2. HEAT- AND MASS TRANSFER THROUGH LUSI
The heat- and mass transfer processes which occur at LUSI have to be defined to understand the importance of parameters which can be monitored. For this we use the analogue of treating the discharges of the mud volcano as features of a low temperature geothermal system where heat and mass is transferred from a reservoir to the surface involving buoyancy forces.
2.1 The Geo-Pressured Reservoir and Its Reservoir Fluids
Data from the BJP-1 well and the c. 1 km deep adjacent relief wells RW01 and RW02 (Mazzini et al., 2007, Davies et al., 2008, Tingay et al., 2008) were used to obtain a geological section of the geo-pressured reservoir encountered by the wells (see Figure 2).
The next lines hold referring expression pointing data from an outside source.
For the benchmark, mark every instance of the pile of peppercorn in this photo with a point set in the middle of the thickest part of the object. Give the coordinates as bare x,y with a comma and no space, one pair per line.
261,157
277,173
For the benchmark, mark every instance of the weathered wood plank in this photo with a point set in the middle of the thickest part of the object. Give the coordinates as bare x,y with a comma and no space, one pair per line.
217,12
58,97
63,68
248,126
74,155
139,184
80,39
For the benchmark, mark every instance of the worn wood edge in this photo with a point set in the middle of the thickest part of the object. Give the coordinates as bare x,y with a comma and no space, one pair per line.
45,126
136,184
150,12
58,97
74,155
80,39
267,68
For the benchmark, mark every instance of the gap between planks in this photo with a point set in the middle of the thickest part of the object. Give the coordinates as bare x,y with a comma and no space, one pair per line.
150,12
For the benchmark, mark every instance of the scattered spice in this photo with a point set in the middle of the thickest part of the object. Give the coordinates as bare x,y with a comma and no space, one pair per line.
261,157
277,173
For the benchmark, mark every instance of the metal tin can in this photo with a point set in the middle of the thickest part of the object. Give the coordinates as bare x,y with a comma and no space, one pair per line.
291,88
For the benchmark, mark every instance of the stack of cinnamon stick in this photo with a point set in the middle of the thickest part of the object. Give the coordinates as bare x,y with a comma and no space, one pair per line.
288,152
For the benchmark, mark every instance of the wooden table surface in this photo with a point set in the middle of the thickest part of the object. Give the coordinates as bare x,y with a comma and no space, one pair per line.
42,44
The data show that part of the reservoir consists of under-compacted and overpressured bluish-grey clay deposits (plastically deformable) which were encountered in the uncased section of the well between c.1.2 and 1.85 km depth. Here, formation pressures of c. 20 and c. 30 MPa respectively prevail. The associated anomalously high pore pressures are contained within a sequence of rather impermeable layers. Sonic and neutron logs point to layers with high porosities (up to 35 %) at these depths. Geo-pressured volcano-clastics with average porosities of c. 20% occur from 1.85 km depth to bottom (c. 45 MPa pressure and c. 135 deg C near bottom hole). Microfossils in the mud ejected at the beginning point to initial mud source depths of c. 1.2 to 1.8 km. The buoyancy force required to lift a geo-pressured mud mixture via a 1.6 km quasi-vertical feeder system to the surface is c. 27 MPa. This would allow discharge of a gas-rich mud/ liquid mixture with a density of < 1730 kg/m3. Assuming a particle density of 2,500 to 2,600 kg/m3, a total liquid content of > 50% is indicated for this limit.
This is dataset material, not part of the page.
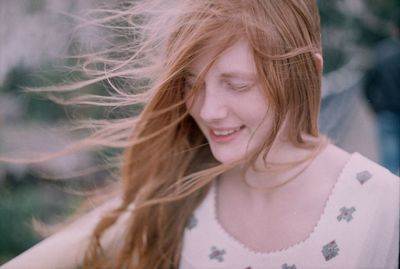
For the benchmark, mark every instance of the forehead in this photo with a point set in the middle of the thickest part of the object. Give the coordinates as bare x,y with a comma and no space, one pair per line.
237,60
All geo-pressured sediments are fully saturated. The free liquid fraction of the liquid/mud mixture discharged at the surface appears to have changed with time. Initially c. 60% (by volume) of the discharge was hot water; this proportion has decreased with time (c. 40 % in 2008). The values, however, are only estimates. Chemical analyses of water samples collected during 2006 have shown that the discharged liquids derive from marine pore fluids (their content of 20 g/kg NaCl is equivalent to a c. 60 % paleoseawater content).
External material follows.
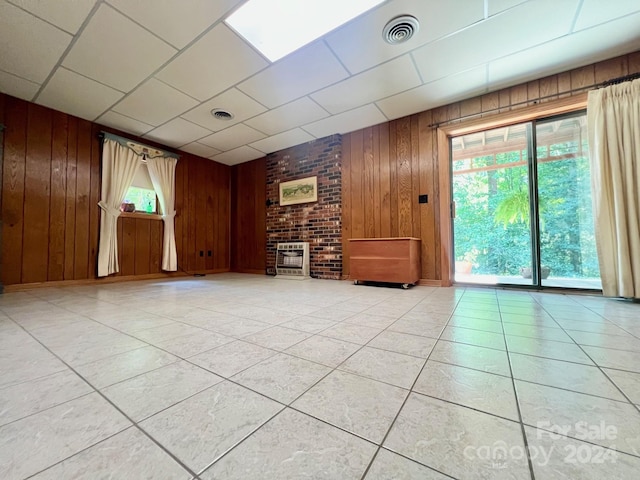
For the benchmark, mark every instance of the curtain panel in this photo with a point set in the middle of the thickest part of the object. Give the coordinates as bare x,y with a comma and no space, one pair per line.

The surface characteristics of the LUSI mud-volcano are anomalous if compared with those of other mud volcanoes exposed over geo-pressured systems elsewhere (Dimitrov, 2002; Kopf, 2002) where cooler, rather viscous mud discharges produce mounds of mud. Boiling temperatures at the surface have not been reported for any of these features. The temperatures at the bottom of the BJP-1 well are also anomalously high if compared with temperatures in other geo-pressure systems where temperatures of c. 135 deg C occur only below 4 km depth (Griggs, 2005).
Figure 2: Simplified geological section of strata encountered by the 2.83 km deep BJP-1 exploration well showing spot temperature and pressure data at given depths and inferred fluid discharge paths.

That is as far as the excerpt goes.